Florence has created a Shared Responsibility Model to outline clear delineations of responsibilities between us at Florence, and our customers so we can accelerate cures together (and not get bogged down by grey areas). We keep this model up to date based on this global regulations, alleviating any potential gaps in compliance that may arise from unclear roles and duties.
As a software provider, Florence ensures we have appropriate technical controls that align with global standards. Even with these technical controls in place, there are still key procedural controls that our customers need to manage to ensure records are submission ready and in line with ALCOA standards.

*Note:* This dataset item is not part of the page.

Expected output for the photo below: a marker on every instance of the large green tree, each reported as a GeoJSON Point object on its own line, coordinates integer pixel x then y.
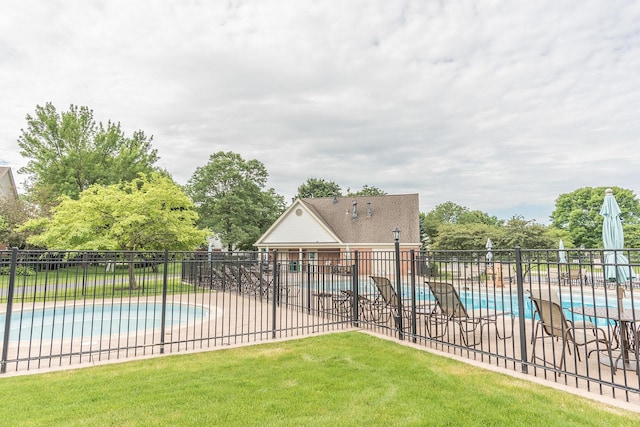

21 CFR Part 11 compliance is essential to using Florence products for management of clinical trials. While Florence is fully compliant with all technical requirements of Part 11, our regulatory compliance does not stop there. Florence is also compliant with the technical controls of Annex 11 and similar global regulations. To ensure complete compliance with the regulatory requirements set forth in these regulations, customers need to have appropriate procedural controls in place.
Florence complies with the General Data Protection Regulation (GDPR) and the UK equivalent, ensuring that as a controller, processor, and trusted industry software vendor we have the appropriate controls in place. Florence utilizes AWS servers that are HIPAA compliant in the US, Germany and Australia. Customers are responsible for only using Florence in regions where Florence has a data center, or otherwise ensuring there aren’t any data localization laws in other regions before use. To support utilization of Florence around the world, Florence has a team dedicated to researching data localization requirements and determining how Florence can work with customers to comply.
Florence maintains an Information Security Program that aligns with industry standards, and has a current SOC 2 Type 2 to demonstrate how our controls are operating. Customers need to ensure their organization upholds security standards and all authorized users follow these practices.